Mais ce ne fut pas tout.
«Pelé, Frère Gottmann veut te voir dans son bureau, » lui dit Hermann dans le couloir, un matin après le cours de Latin.
«Assieds-toi, Pelé, » lui demanda Frère Gottmann quand Benoît entra dans le bureau. « Puis-je t’appeler Pelé?»
« Merde, non, je m’appelle Benoît, Je veux être un franciscain, et je serai Frère Benoît. Je ne suis pas Pelé, Je ne le serai jamais. »
Benoît était en colère. Les événements des derniers jours l’avaient touché profondément. Il réagit contre cette idôlatrie qui dominait tous.
« Qu’est-ce qui te dérange, mon fils ? Tu doit être fier de ton sobriquet. N’importe qui serait honoré. Pelé est notre génie. »
« Pas moi,» dit Benoît. «Regardez, je suis excellent en Littérature Anglaise, mais personne ne m’appelle Shakespeare. Je suis un bon poète, mais vous n’avez jamais dit que j’étais Cruz e Sousa. Pourquoi, pourquoi ne puis-je pas être Shakespeare, Cruz e Sousa, ou un autre écrivain ? Pourquoi dois-je être toujours Pelé. Arrêtez de me réduire en votre stéréotype raciste. Je suis plus qu’un joueur de foot noir. Je suis un bon élève, et un franciscain aussi.»
L’indignation de Benoît surprit le Frère qui oublia pourquoi il avait appelé le garçon.
«Calme-toi, mon fils, » lui dit Frère Gottmann. « Rappelle-toi de l’humilité de Saint François. Il a toujours accepté ses fardeaux, tous, humblement. »

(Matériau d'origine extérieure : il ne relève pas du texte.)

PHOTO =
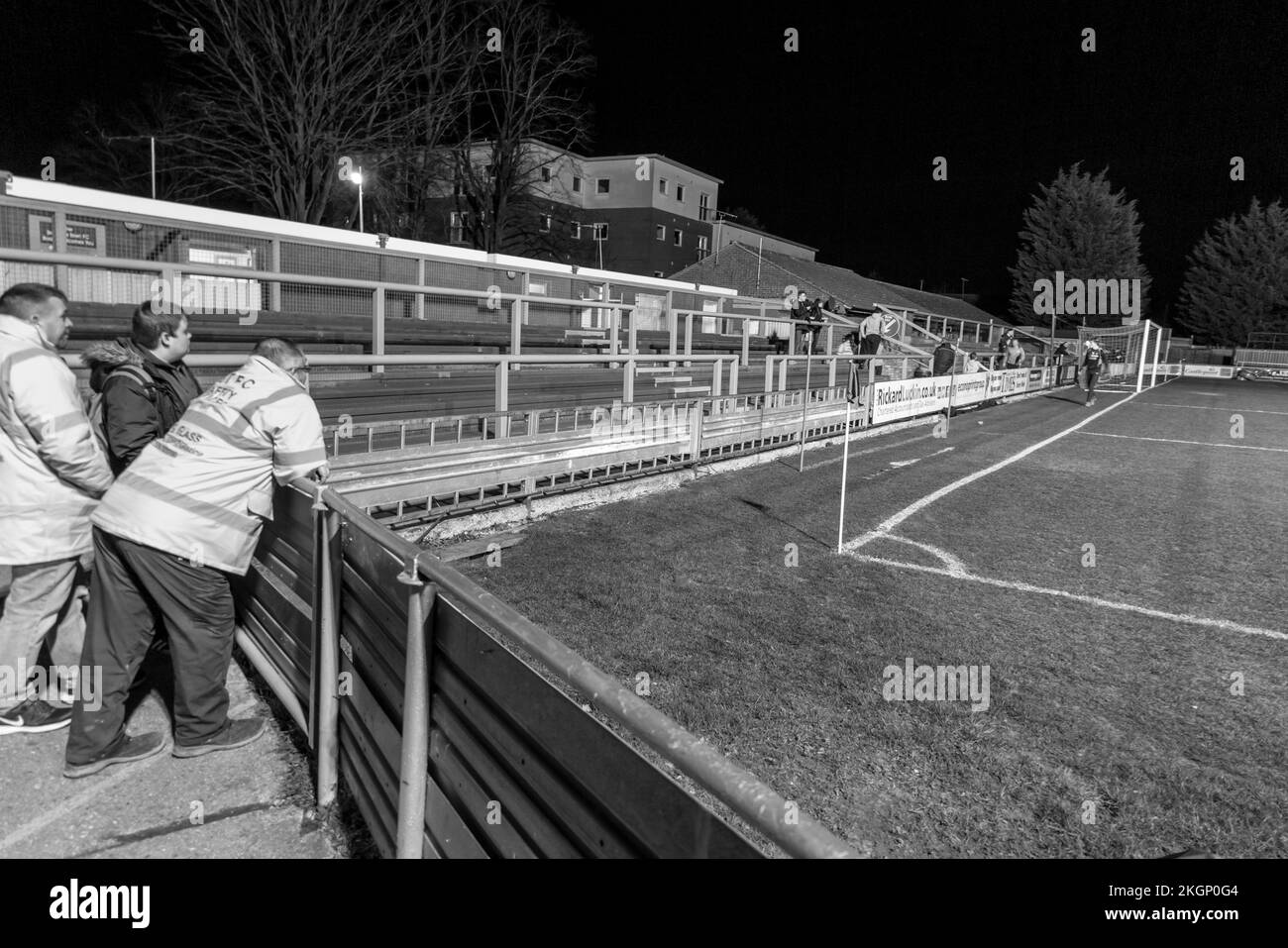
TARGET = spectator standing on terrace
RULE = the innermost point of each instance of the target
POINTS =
(944, 357)
(143, 381)
(1005, 343)
(1093, 361)
(850, 347)
(1014, 353)
(870, 337)
(181, 518)
(52, 472)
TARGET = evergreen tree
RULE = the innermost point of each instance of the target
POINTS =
(1077, 224)
(1236, 279)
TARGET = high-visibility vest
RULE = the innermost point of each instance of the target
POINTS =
(52, 469)
(204, 489)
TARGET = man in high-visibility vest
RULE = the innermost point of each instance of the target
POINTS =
(178, 520)
(52, 472)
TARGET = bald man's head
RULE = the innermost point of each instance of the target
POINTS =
(281, 352)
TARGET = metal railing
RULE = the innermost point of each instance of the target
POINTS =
(438, 605)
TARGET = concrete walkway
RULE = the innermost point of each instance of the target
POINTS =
(250, 802)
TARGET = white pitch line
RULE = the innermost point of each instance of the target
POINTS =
(1212, 407)
(1225, 625)
(1173, 441)
(890, 523)
(97, 789)
(867, 451)
(954, 567)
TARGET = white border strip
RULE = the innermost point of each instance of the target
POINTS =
(1175, 441)
(1225, 625)
(890, 523)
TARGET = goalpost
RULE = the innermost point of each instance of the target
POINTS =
(1131, 355)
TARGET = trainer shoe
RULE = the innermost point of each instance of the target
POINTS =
(236, 734)
(34, 716)
(137, 747)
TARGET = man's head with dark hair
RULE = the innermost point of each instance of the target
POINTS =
(165, 335)
(286, 356)
(281, 352)
(43, 305)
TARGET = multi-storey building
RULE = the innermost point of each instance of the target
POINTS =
(643, 214)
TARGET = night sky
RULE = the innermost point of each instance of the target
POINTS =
(832, 146)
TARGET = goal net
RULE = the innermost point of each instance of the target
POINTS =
(1133, 355)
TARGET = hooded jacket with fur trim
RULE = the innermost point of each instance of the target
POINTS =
(134, 414)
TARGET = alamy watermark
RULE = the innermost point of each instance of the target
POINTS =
(213, 295)
(1077, 296)
(81, 683)
(936, 683)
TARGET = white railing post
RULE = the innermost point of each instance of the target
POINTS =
(1158, 343)
(420, 281)
(502, 397)
(377, 325)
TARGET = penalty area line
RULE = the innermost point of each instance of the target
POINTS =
(1225, 625)
(1176, 441)
(890, 523)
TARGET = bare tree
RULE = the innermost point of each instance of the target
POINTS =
(406, 180)
(114, 151)
(527, 88)
(281, 88)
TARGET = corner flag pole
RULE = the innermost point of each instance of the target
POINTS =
(809, 363)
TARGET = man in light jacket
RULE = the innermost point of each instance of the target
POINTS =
(184, 515)
(52, 472)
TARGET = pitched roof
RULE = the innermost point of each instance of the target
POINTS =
(769, 273)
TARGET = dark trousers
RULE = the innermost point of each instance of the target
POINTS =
(1091, 384)
(132, 588)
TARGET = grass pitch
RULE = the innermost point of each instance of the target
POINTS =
(1124, 584)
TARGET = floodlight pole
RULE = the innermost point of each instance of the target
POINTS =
(1140, 369)
(1158, 346)
(361, 222)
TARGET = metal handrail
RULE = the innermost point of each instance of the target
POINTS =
(743, 792)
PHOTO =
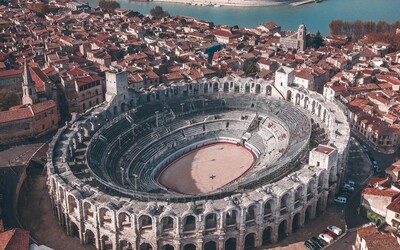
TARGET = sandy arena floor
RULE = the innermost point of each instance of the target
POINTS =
(207, 169)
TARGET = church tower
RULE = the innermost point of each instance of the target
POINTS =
(29, 95)
(301, 37)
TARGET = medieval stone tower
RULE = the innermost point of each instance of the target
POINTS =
(29, 95)
(301, 37)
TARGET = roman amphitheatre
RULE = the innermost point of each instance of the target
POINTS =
(221, 163)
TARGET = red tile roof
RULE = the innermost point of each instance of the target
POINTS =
(11, 72)
(14, 239)
(81, 81)
(380, 192)
(376, 240)
(395, 205)
(40, 107)
(15, 115)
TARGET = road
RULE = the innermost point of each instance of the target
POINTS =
(359, 169)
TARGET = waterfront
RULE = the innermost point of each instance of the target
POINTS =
(316, 16)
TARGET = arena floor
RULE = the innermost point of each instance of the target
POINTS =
(206, 169)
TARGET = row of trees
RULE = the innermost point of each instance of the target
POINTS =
(388, 37)
(358, 29)
(109, 4)
(39, 8)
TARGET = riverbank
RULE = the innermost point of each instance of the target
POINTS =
(231, 3)
(315, 16)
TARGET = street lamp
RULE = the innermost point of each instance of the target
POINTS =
(212, 177)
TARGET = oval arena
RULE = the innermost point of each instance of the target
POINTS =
(224, 163)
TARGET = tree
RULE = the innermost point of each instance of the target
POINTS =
(158, 12)
(39, 8)
(8, 99)
(318, 40)
(109, 4)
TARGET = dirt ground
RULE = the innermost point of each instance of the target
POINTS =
(200, 170)
(36, 215)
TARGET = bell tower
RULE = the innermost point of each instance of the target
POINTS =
(29, 95)
(302, 37)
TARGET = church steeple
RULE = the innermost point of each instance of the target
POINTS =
(28, 87)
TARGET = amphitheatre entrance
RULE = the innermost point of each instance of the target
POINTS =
(207, 168)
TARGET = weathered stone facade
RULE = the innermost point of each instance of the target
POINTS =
(106, 215)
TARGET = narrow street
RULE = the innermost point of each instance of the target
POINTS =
(360, 170)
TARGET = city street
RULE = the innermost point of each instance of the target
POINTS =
(360, 170)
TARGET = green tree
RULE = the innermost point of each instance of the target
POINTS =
(318, 40)
(158, 12)
(39, 8)
(8, 99)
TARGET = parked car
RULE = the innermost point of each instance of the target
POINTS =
(348, 187)
(345, 194)
(350, 182)
(334, 229)
(330, 233)
(317, 242)
(341, 199)
(328, 239)
(308, 245)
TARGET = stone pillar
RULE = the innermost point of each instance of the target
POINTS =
(177, 244)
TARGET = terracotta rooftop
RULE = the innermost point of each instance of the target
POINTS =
(395, 205)
(14, 239)
(324, 149)
(380, 192)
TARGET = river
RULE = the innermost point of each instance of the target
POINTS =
(316, 16)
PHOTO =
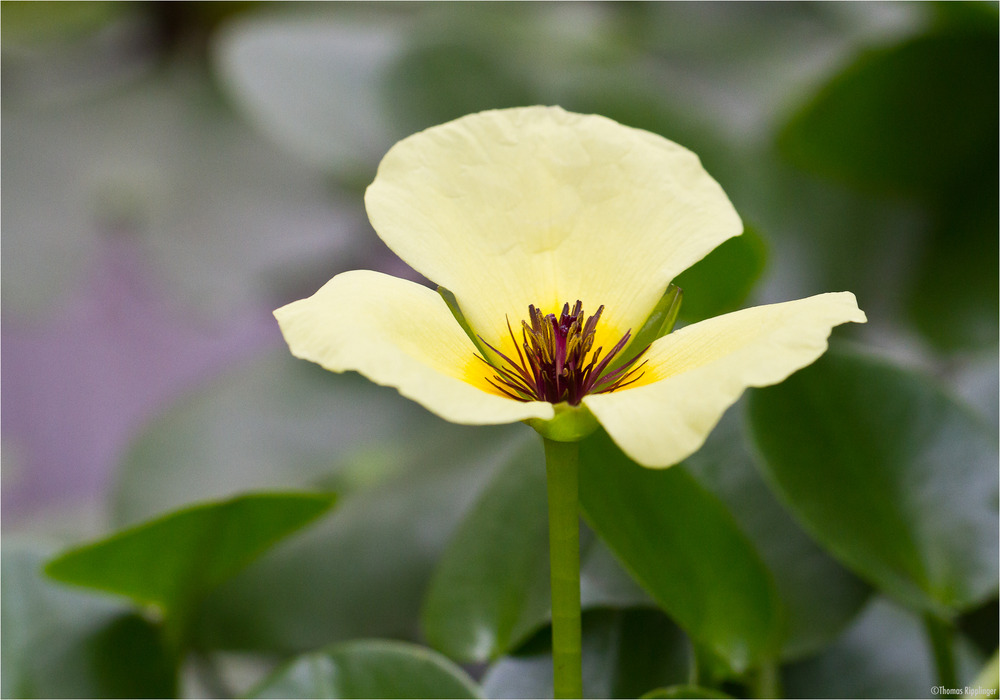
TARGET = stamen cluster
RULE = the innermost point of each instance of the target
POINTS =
(554, 365)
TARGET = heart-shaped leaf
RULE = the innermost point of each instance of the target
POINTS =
(891, 475)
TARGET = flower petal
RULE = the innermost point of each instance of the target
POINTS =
(696, 373)
(400, 334)
(537, 205)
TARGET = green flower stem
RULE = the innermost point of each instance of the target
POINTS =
(942, 639)
(561, 465)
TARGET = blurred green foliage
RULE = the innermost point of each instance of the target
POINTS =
(823, 518)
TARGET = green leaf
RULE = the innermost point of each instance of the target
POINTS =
(685, 691)
(490, 590)
(890, 474)
(686, 550)
(904, 119)
(819, 596)
(721, 281)
(954, 299)
(369, 669)
(301, 595)
(174, 560)
(60, 642)
(884, 654)
(625, 652)
(313, 86)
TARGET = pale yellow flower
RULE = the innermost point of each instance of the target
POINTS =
(538, 207)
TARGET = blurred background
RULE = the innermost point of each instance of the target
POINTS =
(174, 171)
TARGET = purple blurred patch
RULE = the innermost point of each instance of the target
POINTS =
(78, 384)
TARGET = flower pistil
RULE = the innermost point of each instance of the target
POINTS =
(556, 364)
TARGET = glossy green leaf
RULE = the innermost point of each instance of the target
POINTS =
(890, 474)
(884, 654)
(313, 86)
(954, 299)
(819, 596)
(721, 282)
(490, 589)
(61, 642)
(678, 692)
(404, 479)
(369, 669)
(301, 595)
(905, 119)
(684, 547)
(174, 560)
(625, 653)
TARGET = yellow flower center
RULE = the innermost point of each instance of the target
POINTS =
(556, 364)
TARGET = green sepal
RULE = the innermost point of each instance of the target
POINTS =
(570, 424)
(456, 311)
(660, 322)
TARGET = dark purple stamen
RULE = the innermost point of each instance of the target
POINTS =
(554, 366)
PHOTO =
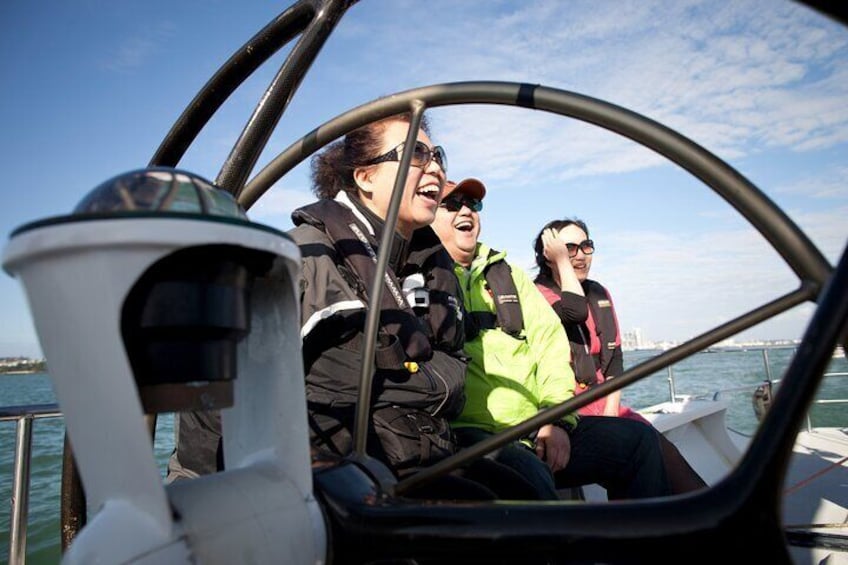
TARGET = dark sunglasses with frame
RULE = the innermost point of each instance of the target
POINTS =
(421, 156)
(587, 246)
(455, 203)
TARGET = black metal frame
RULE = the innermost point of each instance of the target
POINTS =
(369, 520)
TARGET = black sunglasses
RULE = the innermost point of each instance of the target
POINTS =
(455, 203)
(587, 246)
(421, 156)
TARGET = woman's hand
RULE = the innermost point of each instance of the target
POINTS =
(554, 248)
(553, 446)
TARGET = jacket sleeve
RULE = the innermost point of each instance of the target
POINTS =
(548, 344)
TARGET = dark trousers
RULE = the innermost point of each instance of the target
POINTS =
(621, 455)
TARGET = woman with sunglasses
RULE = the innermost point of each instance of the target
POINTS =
(585, 308)
(419, 372)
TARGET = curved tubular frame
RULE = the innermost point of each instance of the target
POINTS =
(315, 19)
(788, 240)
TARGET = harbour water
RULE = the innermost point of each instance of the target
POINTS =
(700, 375)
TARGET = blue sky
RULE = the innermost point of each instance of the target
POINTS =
(92, 86)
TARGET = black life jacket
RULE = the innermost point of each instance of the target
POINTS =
(608, 359)
(508, 315)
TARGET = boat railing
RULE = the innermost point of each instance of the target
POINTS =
(715, 395)
(23, 416)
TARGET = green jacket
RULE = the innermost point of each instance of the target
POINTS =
(509, 379)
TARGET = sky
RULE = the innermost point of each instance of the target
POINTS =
(91, 87)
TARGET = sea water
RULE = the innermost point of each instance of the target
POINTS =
(700, 375)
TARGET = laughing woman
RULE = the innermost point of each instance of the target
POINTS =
(419, 367)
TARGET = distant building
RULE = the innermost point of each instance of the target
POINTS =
(632, 340)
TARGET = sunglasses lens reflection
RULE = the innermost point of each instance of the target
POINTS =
(456, 204)
(587, 247)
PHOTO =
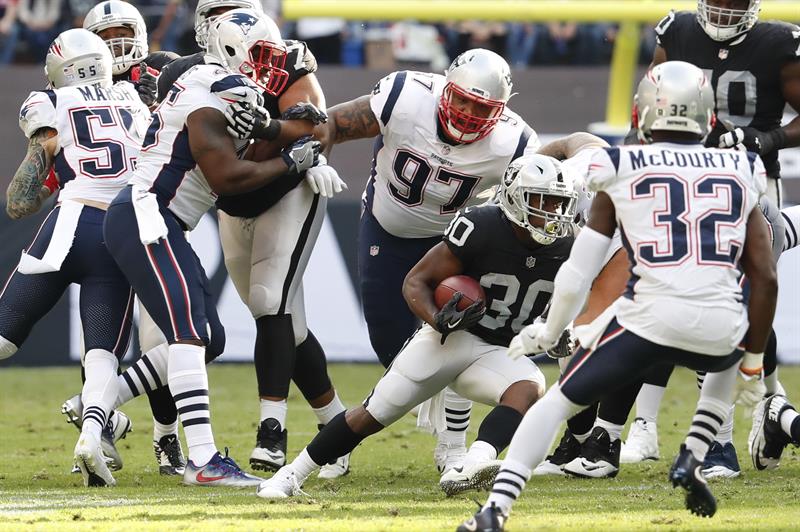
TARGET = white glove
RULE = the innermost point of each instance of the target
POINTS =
(531, 340)
(325, 181)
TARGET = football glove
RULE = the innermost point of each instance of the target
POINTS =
(449, 319)
(248, 121)
(305, 111)
(751, 139)
(324, 180)
(302, 154)
(531, 340)
(750, 387)
(146, 85)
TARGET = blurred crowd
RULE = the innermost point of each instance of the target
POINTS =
(28, 26)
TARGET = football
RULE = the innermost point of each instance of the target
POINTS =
(468, 286)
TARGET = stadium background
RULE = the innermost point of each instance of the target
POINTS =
(563, 85)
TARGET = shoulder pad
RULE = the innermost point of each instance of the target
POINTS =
(37, 111)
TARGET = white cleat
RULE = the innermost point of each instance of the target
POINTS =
(473, 477)
(339, 468)
(89, 458)
(282, 485)
(642, 443)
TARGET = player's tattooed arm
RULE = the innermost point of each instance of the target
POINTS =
(26, 192)
(350, 121)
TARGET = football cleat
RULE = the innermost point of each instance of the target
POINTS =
(446, 456)
(686, 472)
(489, 519)
(219, 471)
(474, 477)
(642, 443)
(92, 463)
(721, 462)
(283, 484)
(269, 453)
(767, 439)
(599, 457)
(169, 455)
(568, 449)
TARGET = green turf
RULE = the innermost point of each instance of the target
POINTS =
(393, 484)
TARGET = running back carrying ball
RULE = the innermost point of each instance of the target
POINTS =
(469, 287)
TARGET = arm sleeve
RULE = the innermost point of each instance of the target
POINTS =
(37, 111)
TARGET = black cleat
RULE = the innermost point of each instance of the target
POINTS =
(687, 472)
(269, 453)
(489, 519)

Il lui fit un signe et Benoît quitta le bureau. Dans le couloir, quelques étudiants attendaient Benoît.
«Qu’est-ce qu’il voulait ? » lui demanda Hermann.
«Il ne m’a pas dit. Nous avons eu seulement une dure querelle, » leur explica Benoît.
«Prépare-toi,» lui dit Hermann. «Il fera quelque chose contre toi, sûrement.»
Le matin suivant ce que Hermann avait pensé eut lieu pendant le cours de Littérature Anglaise de Frère Gottmann.
«Shakespeare, viens ici pour ton excelent test,» dit-il.
Les étudiants se regardèrent les uns les autres, mais personne ne se leva. Ils étaient curieux de savoir qui était le Shakespeare parmi eux.
«Toi, Benoît, tu es notre Shakespeare aujourd’hui, » dit Frère Gottmann, avec ironie. «Viens ici. » Benoît obéit, prit son test, et allait retourner à sa place. «Un instant, Shakespeare.» Ce que le Frère fit ensuite surprit tous. Il saisit Benoît avec une main et, avec l’autre, il prit dans un tiroir une boîte pleine d’un poudre blanche. «Tu n’as pas la couleur correcte pour un Shakespeare, Benoît, mais je vais la corriger.» Il versa la poudre blanche sur la tête de Benoît et la répandit. Les cheveux noirs de l’enfant devinrent une vague blanche. « Maintenant, tu as la couleur correcte, Shakespeare,» dit-il. «Assieds-toi, et n’oublie pas l’humilité de Saint François.»
Ce fut humiliant, mais Benoît retint ses larmes. Il se rappela de la leçon de Frère Brückermann sur l’amour et l’entendement franciscains.
«Shakespeare, va et reste dans la bibliothèque. Et pendant trois jours tu es défendu de parler à qui que ce soit,» dit Frère Gottmann.
Benoît s’en alla, et tous jureraient qu’ils avaient vu un halo sur la tête noire de l’enfant.
Benoît se vengea de l’humiliation une semaine plus tard, pendant la séance mensuelle de film de Frère Gottmann. On passait un film d’aventure et au moment exact où Burt Lancaster embrassait Maureen O’Hara, une voix juvénile cria dans l’obscurité, haut et fort, «P-E-N-A-L-T-Y. » Tous rirent nerveusement, mais personne ne pouvait dire qui avait causé cette hérésie abominable. Honteux, Frère Gottmann sortit de la classe. On alluma la lumière, mais les étudiants restèrent, en se demandant ce que le Frère ferait.
Deux jours se passèrent, et personne n’avait encore été puni, quand Benoît alla au bureau de Frère Gottmann.
«Je crois que vous savez qui a fait cela, » lui demanda Benoît.
«A fait quoi?»
«A gaché votre séance de cinéma.»
« Oui, je sais.»
«Alors, maintenant vous savez que je rends toujours la monnaie,» dit Benoit et il sortit.
En décembre, Benoît voyagea chez lui pour ses vacances d’été, mais il savait que le futur de son sacerdoce était dans les mains de Frère Gottmann.